Methods A systematic review of RCTs published from 2004 to 2024 was conducted via MEDLINE and Embase. Screening and assessment was conducted by two reviewers based on the van ’t Hooft et al. criteria, which scores 13 clinical utility and transparency items on a 0-2 scale; including context placement, information gain, feasibility, patient-centeredness, pragmatism, value for money, and transparency. Descriptive statistics and regression analyses explored trends over time.

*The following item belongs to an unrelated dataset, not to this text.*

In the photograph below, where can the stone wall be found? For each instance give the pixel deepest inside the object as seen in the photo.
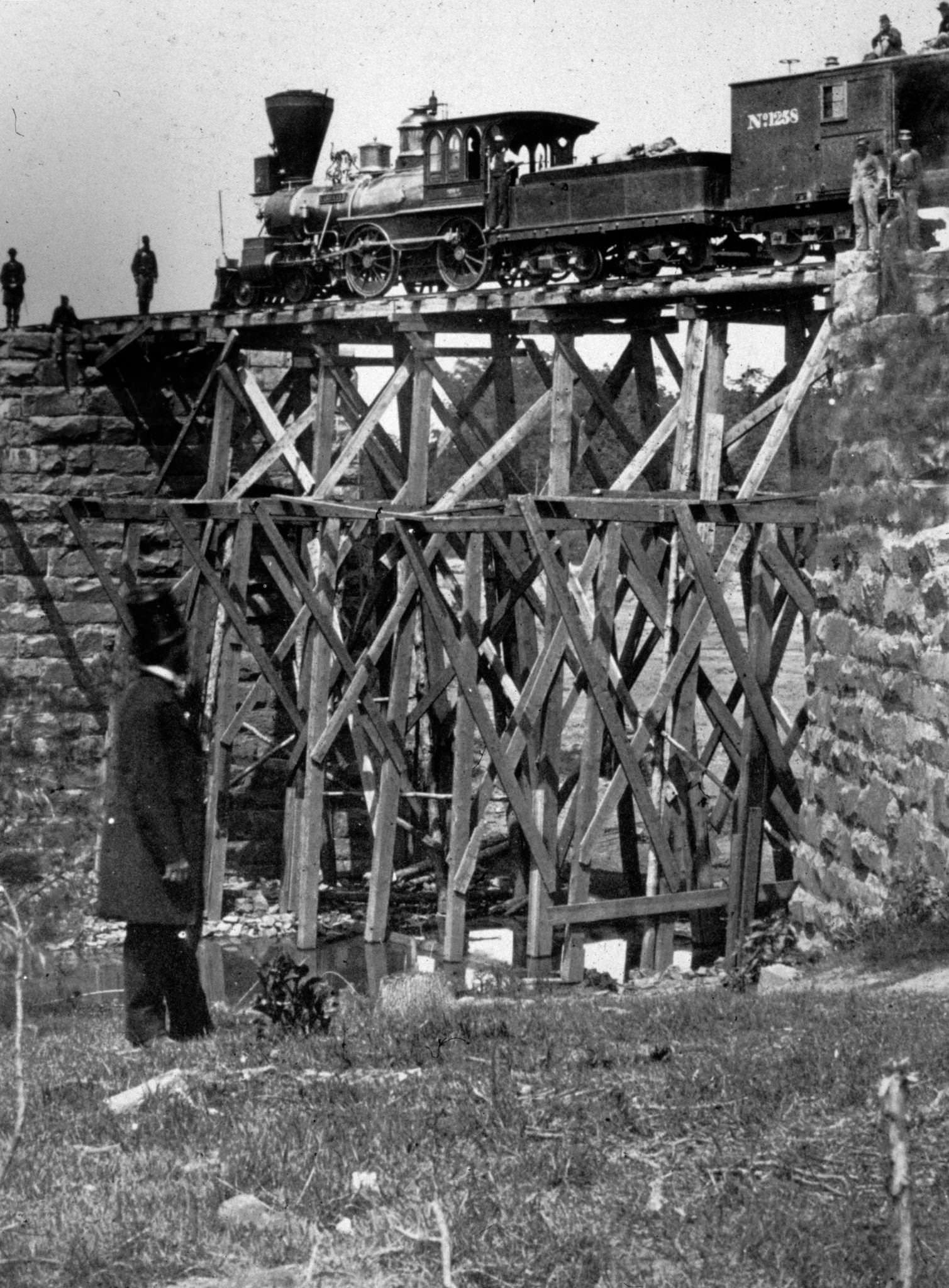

Results Among 135 included RCTs out of the 912 records, most performed well in areas like context placement and conflict-of-interest disclosure. However, major gaps were found in raw data availability (9.6%), self-evaluated cost-value analysis (0%), and self-evaluation for pragmatism (0.7%). Total usefulness improved over time, with transparency rising more than clinical utility between 2004 and 2024. A significant positive correlation was found between transparency and clinical utility (r = 0.50, p < .001), highlighting the need for more pragmatic and transparent trials to guide interventional radiology practice.

Conclusion This study aimed to identify and quantify the usefulness and clinical applicability of RCTs evaluating TACE/TARE in hepatic malignancies by addressing study design limitations, using the van ‘t Hooft et al. usefulness framework, and determining areas for improvement in transparency and applicability. Despite improvements, critical elements such as budget impact calculation, pragmatism, and data sharing remain underreported. Given the multiple factors that influence treatment choice for HCC, future clinical trials should aim to increase real-world applicability in their design through multi-site collaborations that reflect the range of treatment resources across different communities. Closing these gaps in transparency and pragmatism will make research outcomes in TACE/TARE for HCC more trustworthy, clinically relevant and beneficial to patients.